Just south of Dudhwa, monocultural sugarcane fields have encroached deep into the Terai. Amid them is a driveway of lychee trees that leads past a grandiose entranceway of Corinthian columns and onto a gravelled forecourt of royal palms fronting Jaagir Lodge. White-washed, art deco, with a terracotta-tiled veranda roof and ornate Indian motifs this 1940s colonial creation is eclectic eye candy.
Once a private residence used by British governors as a jungle lodge, it reopened, recently restored to its former glories. My bedroom was certainly sizeable enough to hide a tiger, perhaps behind the turquoise blue fabric armchairs or under the four-poster bed. From my room it was a short walk to the restaurant to dine with resident naturalist, Amith Bangre, over a vegetarian thali.
Full-bearded and stocky, the 32-year-old South Indian’s passion for wildlife is as fierce as a vindaloo. He began working in conservation aged 16 when he first encountered tigers in Karnataka. He dislikes crowded cities. “I’ve spent 330 days in the jungle over the last year,” he said as we planned forays into three of Dudhwa National Park’s tiger sanctuaries. The reserves are part of a nationwide network of some 50 sanctuaries that have helped reverse the decline of Indian tigers since the government’s initiative, Project Tiger back in 1973.
Amith said the ‘official’ estimate around Dudhwa is roughly 100 tigers. “I’d be surprised and happy if there was half that number,” he declared.
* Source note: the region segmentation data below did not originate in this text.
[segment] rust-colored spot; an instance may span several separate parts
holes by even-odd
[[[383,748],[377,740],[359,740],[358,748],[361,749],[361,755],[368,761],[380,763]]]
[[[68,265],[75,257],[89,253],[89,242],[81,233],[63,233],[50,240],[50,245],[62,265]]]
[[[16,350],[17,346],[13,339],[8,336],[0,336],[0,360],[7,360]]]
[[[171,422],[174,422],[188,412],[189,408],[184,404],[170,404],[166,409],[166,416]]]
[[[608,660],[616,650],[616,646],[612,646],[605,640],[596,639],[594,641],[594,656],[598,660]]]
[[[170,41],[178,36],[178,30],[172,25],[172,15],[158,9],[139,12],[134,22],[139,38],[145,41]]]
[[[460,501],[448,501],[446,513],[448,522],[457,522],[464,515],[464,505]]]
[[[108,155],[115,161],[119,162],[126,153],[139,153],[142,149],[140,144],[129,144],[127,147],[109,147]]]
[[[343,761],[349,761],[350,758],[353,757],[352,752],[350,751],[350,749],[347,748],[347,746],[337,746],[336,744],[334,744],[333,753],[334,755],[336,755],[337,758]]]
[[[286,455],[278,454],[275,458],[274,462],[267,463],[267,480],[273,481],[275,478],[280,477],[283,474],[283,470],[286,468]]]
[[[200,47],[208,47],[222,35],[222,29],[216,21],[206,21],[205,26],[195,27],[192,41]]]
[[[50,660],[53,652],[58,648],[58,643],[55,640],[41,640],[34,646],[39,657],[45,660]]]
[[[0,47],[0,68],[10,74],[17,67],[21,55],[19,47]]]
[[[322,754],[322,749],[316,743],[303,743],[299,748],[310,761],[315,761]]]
But despite the successes of Kishanpur Wildlife Sanctuary’s forest conservation, these big cats are still being persecuted.
“Recently I found one dying in a snare,” Amith told me. “It was the unhappiest moment of my life. But I saw two tigers yesterday. You will find the experience here very different to sanctuaries like Ranthambhore (in Rajasthan) where 10 vehicles might be watching one tiger. These forests are remote and parts of them inaccessible so sightings are very special.” “We leave tomorrow at 5am for Dudhwa,” he announced, before departing for bed.
Yet what a magnificent place to look for them. The Terai Arc is a 34,000 sq km alluvial lowland mosaic of forests and swamps incised by the south-flowing Yamuna and Ganges rivers issuing from the Himalayas. Much of it is located beneath southern Nepal’s lower foothills but I would enter it from the Indian state of Uttar Pradesh to Dudhwa National Park’s seldom visited tiger sanctuaries.
Hosting rare biodiversity, the region, according to the International Union for the Conservation of Nature (IUCN), has some 500 tigers plus elephants and greater one-horned rhinos yet its landscapes are under increasing pressure from human encroachment and climate change.
I reached the Terai from Lucknow via a six-hour taxi ride south with a driver who dribbled mouthfuls of bright-red pan (an after-food mouth freshener made from betel). Lunch was sugary masala chai at a roadside stall with battered vegetable pakora straight from a pan of sizzling ghee.